Most of the dialogue is plain, realistic, unaffected. Only occasionally does Wang succumb to a cliché: “You haven’t been home in a year,” John tells Ricky during one of the film’s few open spats. Stylistically, we could often be watching a movie from an earlier era, from a time when American indies were unflashy and unpolished, their own budgetary restrictions mirrored by the ordinariness of the lives they depicted. Is the drab bareness of the sets an extension of the movie’s minimalism or a matter of DIY necessity? Wang’s background in theater informs the black-box simplicity of the setups, in that a lot of this would work perfectly well on a cramped stage. Which is not to say that The Grief Of Others is free of flourishes; as with In The Family, the structure is occasionally nonlinear, fades and superimpositions idiosyncratically triggering flashbacks.

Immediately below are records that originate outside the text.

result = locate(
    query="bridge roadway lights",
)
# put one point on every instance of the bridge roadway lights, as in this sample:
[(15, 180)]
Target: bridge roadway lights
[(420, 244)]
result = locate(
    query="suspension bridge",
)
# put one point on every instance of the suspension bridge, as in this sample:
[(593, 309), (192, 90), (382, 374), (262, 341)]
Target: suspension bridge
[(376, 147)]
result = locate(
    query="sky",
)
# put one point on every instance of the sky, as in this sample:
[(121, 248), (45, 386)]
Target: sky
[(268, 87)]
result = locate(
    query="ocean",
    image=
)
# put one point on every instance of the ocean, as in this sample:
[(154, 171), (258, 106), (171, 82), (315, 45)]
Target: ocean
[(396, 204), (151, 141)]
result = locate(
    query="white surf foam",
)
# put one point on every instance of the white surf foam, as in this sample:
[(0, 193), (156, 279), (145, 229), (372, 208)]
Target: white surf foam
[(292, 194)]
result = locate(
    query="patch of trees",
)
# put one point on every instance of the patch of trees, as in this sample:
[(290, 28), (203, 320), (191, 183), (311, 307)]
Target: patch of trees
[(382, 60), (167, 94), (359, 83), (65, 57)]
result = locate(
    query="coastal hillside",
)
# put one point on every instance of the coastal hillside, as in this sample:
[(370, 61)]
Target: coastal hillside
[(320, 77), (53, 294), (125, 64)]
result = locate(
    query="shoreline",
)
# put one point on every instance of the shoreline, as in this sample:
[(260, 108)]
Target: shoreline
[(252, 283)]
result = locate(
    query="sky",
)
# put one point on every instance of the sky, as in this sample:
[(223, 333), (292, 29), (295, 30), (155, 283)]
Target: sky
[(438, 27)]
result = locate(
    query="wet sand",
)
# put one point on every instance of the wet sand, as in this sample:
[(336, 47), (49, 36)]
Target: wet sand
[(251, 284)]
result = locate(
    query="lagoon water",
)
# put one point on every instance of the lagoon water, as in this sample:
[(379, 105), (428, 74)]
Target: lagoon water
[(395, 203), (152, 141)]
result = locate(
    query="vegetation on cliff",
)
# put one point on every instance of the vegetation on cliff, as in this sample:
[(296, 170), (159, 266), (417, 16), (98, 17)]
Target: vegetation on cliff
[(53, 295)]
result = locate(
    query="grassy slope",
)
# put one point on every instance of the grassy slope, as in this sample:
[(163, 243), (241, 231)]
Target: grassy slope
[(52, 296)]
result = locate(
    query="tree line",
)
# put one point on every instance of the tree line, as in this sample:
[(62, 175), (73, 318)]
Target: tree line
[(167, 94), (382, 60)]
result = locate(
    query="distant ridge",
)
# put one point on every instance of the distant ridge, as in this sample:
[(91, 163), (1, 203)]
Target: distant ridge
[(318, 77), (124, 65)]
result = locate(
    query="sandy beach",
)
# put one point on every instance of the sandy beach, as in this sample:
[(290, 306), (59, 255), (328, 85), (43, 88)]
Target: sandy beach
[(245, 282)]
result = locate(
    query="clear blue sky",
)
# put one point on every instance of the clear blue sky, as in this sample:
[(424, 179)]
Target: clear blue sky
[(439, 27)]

At times, one has to wonder if The Grief Of Others is too committed to its emotional integrity and lack of sensationalism to provide much in the way of actual drama. It might have benefited from some prickliness; even when John and Ricky spar, it doesn’t draw blood. More than Wang’s other works, this one feels lodged in a middle space, just like its characters: It’s at once artful and awkward, touching and a little dull. At least Wang builds to something significant—a coda that’s lovely and gently cathartic, a final shot laid over the penultimate one, as some long overdue closure subtly transforms the family’s shared space, suggesting a home partially reborn. Here, as always, Wang’s style feels beholden to no trends. It’s the right way to end the movie, in part because it’s a way only he would consider.